Suatu pagi, Budi bertanya kepada ibunya, “Bu, kenapa Budi jadi kangen sama bapak?”. Ibunya tersenyum, senyum ramah seorang ibu“. Mungkin kamu sudah lama tidak ke makam bapak, kalau kamu kesana sendiri berani kan?”, air mata ibu menetes meski senyumnya masih terpancar. “Bu, jangan menangis lagi, Budi jadi ikut sedih. Maafkan Budi ya, sudah bikin ibu jadi sedih,,,” Budi memeluk ibunya erat. Budi kembali berujar “Nanti sore Budi akan ke makam bapak, Budi akan berdoa untuk bapak”. Ibu mengelus kepala anaknya lembut” Iya,,, kamu hati-hati di jalan… kamu memang anak kebangggaan ibu dan bapak”.

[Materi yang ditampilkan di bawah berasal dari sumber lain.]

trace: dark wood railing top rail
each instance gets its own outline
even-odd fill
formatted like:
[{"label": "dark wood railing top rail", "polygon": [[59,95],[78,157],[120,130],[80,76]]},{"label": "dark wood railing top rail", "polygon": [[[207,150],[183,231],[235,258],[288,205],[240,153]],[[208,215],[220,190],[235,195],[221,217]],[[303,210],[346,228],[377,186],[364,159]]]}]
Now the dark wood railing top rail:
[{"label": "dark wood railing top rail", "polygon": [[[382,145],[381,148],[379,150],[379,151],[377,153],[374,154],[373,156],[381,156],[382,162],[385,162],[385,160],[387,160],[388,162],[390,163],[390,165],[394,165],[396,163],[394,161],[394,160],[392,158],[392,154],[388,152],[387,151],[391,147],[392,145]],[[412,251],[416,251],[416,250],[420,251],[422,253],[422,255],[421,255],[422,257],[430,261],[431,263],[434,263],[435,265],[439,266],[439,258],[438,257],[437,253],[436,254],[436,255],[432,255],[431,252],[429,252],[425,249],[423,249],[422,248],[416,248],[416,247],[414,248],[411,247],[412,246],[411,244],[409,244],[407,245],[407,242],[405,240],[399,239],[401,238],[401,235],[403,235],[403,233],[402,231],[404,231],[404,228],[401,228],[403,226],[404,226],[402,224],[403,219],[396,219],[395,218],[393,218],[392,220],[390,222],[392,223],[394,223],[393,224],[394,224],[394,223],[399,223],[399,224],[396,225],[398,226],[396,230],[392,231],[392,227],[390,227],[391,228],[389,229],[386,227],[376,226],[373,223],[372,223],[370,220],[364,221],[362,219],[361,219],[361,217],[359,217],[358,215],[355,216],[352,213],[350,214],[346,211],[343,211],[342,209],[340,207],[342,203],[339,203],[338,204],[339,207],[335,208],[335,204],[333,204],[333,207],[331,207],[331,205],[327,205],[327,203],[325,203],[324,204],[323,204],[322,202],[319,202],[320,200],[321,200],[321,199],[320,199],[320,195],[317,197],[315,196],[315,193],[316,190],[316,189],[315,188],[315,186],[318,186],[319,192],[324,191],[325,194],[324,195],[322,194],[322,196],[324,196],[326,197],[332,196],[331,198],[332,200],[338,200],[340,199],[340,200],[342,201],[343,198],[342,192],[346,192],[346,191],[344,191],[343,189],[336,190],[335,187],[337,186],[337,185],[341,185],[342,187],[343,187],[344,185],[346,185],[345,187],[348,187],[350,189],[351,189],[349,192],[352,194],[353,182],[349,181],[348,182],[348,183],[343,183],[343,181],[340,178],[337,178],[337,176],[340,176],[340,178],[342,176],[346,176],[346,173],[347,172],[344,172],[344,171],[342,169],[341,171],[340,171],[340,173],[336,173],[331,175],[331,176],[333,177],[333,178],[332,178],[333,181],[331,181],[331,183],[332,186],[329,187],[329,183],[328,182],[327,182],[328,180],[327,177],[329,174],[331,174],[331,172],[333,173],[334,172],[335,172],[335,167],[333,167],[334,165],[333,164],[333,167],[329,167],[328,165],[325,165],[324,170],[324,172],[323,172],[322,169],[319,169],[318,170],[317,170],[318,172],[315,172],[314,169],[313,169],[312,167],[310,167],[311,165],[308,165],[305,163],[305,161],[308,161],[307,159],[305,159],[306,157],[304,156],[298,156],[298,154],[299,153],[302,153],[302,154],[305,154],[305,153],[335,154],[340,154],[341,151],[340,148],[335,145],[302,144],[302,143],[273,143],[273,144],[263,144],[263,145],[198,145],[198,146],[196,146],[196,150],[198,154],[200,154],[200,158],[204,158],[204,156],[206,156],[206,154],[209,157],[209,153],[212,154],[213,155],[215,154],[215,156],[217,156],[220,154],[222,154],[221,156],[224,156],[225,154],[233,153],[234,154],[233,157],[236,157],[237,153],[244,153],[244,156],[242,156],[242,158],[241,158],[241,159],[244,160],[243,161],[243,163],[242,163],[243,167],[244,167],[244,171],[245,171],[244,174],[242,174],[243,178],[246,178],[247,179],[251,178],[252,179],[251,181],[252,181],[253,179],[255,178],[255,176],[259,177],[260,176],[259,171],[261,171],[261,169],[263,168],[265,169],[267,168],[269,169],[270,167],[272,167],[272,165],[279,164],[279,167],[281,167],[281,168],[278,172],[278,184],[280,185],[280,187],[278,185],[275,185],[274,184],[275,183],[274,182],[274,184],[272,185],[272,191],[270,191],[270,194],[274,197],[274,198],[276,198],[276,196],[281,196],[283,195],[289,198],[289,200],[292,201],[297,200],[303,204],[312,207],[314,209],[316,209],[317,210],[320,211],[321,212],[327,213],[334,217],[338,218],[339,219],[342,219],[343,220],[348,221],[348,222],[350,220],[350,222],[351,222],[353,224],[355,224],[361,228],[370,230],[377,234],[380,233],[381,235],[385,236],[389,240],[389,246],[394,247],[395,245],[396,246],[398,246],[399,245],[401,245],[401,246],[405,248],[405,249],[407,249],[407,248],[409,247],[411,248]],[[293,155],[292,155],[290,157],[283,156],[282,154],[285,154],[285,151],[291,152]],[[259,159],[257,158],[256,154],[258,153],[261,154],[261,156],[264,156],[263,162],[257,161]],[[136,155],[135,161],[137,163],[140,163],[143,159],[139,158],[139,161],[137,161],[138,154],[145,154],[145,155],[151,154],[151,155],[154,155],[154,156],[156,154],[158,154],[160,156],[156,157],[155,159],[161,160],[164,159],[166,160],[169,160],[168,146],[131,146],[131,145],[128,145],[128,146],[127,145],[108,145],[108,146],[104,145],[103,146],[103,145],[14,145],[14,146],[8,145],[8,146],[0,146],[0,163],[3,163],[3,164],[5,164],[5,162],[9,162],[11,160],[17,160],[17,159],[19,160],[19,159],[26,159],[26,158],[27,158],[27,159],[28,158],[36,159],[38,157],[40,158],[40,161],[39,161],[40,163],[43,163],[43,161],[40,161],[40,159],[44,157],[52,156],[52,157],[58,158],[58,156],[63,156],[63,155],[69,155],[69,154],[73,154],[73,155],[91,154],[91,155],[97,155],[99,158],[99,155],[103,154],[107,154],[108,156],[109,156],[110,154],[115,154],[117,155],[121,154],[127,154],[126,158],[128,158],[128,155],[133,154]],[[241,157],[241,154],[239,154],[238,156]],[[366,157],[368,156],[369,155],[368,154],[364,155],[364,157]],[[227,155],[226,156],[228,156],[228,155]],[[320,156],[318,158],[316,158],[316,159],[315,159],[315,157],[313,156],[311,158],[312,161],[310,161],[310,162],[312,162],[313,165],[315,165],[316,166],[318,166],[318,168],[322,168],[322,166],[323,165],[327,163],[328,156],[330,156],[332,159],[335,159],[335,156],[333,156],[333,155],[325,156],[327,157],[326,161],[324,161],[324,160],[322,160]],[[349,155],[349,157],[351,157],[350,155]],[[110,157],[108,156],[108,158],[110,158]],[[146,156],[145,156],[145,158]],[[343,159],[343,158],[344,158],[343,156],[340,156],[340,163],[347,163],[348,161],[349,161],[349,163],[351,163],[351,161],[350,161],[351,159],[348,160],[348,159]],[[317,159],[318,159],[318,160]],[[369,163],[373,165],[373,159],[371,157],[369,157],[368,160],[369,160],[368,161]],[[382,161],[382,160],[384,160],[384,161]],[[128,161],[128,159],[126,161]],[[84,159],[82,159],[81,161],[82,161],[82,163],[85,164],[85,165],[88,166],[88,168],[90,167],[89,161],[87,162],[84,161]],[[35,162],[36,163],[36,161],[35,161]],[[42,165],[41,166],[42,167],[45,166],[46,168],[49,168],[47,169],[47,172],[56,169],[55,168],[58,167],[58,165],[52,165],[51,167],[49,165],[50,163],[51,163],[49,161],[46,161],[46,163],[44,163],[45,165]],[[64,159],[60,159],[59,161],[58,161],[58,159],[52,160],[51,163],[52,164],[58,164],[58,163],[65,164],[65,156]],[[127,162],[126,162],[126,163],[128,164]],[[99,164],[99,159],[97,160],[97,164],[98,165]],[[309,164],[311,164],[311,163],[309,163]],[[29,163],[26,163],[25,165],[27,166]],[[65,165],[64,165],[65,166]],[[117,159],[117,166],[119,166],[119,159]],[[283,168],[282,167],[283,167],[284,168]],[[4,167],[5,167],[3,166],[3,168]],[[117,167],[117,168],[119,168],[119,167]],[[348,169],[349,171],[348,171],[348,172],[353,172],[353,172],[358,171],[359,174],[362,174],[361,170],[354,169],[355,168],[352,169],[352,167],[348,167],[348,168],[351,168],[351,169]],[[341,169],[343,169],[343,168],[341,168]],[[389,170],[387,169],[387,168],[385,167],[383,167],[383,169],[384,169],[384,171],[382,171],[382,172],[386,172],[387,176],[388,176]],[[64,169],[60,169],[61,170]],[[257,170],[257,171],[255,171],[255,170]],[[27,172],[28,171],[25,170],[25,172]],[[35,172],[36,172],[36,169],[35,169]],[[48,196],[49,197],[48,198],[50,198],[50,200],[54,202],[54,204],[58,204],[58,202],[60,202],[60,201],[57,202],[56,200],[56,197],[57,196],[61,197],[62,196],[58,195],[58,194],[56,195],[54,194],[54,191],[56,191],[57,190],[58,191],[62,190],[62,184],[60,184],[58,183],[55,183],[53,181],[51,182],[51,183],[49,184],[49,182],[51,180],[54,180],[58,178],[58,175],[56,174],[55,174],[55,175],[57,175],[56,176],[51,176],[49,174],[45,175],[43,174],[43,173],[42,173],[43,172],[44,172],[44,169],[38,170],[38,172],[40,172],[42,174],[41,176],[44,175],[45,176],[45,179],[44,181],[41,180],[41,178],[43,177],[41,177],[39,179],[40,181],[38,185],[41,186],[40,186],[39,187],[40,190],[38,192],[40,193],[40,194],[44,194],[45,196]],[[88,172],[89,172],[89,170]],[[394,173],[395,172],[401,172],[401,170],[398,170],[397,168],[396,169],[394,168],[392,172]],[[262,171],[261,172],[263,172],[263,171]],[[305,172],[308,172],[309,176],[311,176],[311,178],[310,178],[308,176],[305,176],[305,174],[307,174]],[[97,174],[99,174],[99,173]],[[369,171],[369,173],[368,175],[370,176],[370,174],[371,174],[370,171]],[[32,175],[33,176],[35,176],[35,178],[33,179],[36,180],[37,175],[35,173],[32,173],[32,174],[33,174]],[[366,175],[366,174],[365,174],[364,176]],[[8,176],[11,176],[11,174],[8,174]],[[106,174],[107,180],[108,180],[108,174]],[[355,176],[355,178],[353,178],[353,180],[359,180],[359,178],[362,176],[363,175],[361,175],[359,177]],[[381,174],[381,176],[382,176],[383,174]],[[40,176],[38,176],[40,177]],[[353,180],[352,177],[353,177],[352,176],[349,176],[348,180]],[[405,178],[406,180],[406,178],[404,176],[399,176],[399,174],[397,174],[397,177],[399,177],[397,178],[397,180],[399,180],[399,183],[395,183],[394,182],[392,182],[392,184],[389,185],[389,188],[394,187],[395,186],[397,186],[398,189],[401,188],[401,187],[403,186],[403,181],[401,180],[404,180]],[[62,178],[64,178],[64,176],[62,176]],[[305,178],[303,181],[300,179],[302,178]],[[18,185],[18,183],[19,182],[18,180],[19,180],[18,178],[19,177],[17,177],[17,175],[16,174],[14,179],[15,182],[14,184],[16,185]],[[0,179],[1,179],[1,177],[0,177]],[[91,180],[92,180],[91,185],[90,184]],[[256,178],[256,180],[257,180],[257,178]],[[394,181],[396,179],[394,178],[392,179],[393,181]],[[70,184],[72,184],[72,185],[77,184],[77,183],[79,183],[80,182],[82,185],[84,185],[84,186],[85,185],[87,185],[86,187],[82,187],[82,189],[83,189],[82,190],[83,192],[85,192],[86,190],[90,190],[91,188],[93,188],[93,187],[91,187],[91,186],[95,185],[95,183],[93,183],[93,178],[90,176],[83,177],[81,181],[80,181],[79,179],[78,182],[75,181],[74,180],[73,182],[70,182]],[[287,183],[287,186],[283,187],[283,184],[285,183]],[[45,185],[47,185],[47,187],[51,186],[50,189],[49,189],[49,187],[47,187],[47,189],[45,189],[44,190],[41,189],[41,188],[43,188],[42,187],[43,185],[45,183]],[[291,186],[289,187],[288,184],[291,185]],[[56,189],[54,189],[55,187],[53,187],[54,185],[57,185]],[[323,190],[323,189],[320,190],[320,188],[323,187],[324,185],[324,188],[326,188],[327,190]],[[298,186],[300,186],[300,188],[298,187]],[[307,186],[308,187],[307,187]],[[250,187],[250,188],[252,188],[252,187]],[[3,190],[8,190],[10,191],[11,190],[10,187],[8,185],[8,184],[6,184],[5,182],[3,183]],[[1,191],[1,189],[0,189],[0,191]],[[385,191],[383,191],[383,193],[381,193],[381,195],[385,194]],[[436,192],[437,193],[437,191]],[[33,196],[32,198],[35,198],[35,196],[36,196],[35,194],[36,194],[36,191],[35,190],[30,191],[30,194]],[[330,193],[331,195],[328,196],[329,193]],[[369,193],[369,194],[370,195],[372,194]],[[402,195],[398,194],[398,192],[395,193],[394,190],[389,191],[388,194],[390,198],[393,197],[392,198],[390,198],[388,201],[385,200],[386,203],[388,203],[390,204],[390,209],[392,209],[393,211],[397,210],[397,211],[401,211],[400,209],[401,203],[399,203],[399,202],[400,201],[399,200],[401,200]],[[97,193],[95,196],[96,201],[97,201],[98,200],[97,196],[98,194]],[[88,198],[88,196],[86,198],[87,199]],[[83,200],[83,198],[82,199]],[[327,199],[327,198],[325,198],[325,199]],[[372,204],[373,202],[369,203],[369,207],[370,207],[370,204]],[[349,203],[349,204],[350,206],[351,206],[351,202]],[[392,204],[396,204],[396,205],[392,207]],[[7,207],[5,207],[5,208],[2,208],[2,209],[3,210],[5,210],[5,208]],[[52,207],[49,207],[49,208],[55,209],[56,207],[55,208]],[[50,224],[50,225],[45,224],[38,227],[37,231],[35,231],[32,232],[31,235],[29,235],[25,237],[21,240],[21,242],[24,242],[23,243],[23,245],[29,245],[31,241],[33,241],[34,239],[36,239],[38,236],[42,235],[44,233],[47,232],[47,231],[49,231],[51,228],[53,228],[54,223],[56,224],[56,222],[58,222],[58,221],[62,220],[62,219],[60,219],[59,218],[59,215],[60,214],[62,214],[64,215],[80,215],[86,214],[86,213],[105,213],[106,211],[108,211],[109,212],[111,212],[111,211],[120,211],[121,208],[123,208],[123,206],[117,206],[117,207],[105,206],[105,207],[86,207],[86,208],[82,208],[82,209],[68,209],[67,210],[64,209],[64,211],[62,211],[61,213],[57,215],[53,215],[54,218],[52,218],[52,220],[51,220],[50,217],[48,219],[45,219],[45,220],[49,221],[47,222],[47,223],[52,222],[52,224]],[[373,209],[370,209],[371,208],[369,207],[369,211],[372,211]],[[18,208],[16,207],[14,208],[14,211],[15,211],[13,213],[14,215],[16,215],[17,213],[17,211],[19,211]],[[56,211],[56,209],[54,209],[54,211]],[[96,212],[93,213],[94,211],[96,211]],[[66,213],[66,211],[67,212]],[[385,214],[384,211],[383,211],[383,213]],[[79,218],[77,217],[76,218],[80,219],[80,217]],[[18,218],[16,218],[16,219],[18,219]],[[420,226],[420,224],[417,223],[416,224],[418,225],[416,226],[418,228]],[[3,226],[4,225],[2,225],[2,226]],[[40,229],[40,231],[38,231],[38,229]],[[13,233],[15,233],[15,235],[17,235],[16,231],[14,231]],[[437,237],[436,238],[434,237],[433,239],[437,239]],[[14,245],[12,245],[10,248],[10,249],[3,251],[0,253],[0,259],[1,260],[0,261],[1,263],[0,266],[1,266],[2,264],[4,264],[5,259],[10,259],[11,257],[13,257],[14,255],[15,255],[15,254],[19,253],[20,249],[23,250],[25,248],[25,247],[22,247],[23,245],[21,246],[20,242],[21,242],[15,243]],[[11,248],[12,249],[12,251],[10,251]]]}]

Sehabis percakapan itu Budi mengambil air hangat untuk membasuh badan ibunya sehabis itu Budi membersihkan rumah, tidak lupa dia pun merapikan kamarnya karena tadi pagi ia belum sempat merapikannya. Saat membuka lemari si Budi menemukan seragam sekolahnya yang sudah kusam dan pudar. Saat itu ia meneteskan air mata, si Budi pun mencoba memakainya kembali. Kemudian ia bergegas menemui ibunya dengan memakai seragam sekolahnya dulu, maklum si Budi sudah lama meninggalkan sekolah jadi ia kangen sekolah. Dia duduk di samping ibunya dan bertanya kepada ibunya “Bu, Budi cocok tidak memakai baju ini lagi?”. “Cocok Nak, bagus sekali” jawab ibunya. Dengan cepat Budi bilang lagi “kapan Budi bisa sekolah lagi Bu?”. Ibunya menjawab dengan sedikit tertunduk lesu, “Budi anakku sayang, saat ini ibu tidak ada biaya Nak, tetapi suatu saat ibu yakin kamu akan bisa sekolah lagi”. “Kenapa ya Bu, orang-orang yang di senayan tidak memikirkan kita? Apa kita bukan rakyatnya? Saya lihat KTP Ibu WNI tapi mengapa mereka tidak peduli?”, celoteh si Budi kepada ibunya. Dengan senyum ibunya menjawab “Nak, kamu tidak usah memikirkan mereka, kita saja makan susah yang disana itu suka piknik ke luar negeri jadi tidak tahu suara rakyat yang melarat”. Budi kemudian menyambung perkataan Ibunya. “iya tu Bu, kemarin saya pas jualan koran ada berita, orang-orang yang di Senayan ingin membangun gedung baru yang dananya 1 triliun lebih”. Dan Budi melanjutkan pertanyaannya, “Bu, I1 triliun itu nol nya berapa? “. Ibunya pun menjawab “Ibu juga tidak tahu Nak, yang jelas bisa dipakai bayar sekolah ribuan anak-anak tidak mampu seperti kamu”. Dengan penuh semangat dan harapan budi pun berkata ”pasti Budi suatu saat pasti bisa sekolah lagi Bu, Budi akan membahagiakan Ibu, dan Budi akan menjadi seperti Ir. Soekarno, Mohammad Hatta, Gusdur Bu”. Ibunya pun berkata” Benar Nak, bermimpilah setinggi mungkin karena bermimpi itu gratis”. Setelah itu semua Budi pun pamitan kepada Ibunya dan berkemas untuk ke makam Bapaknya.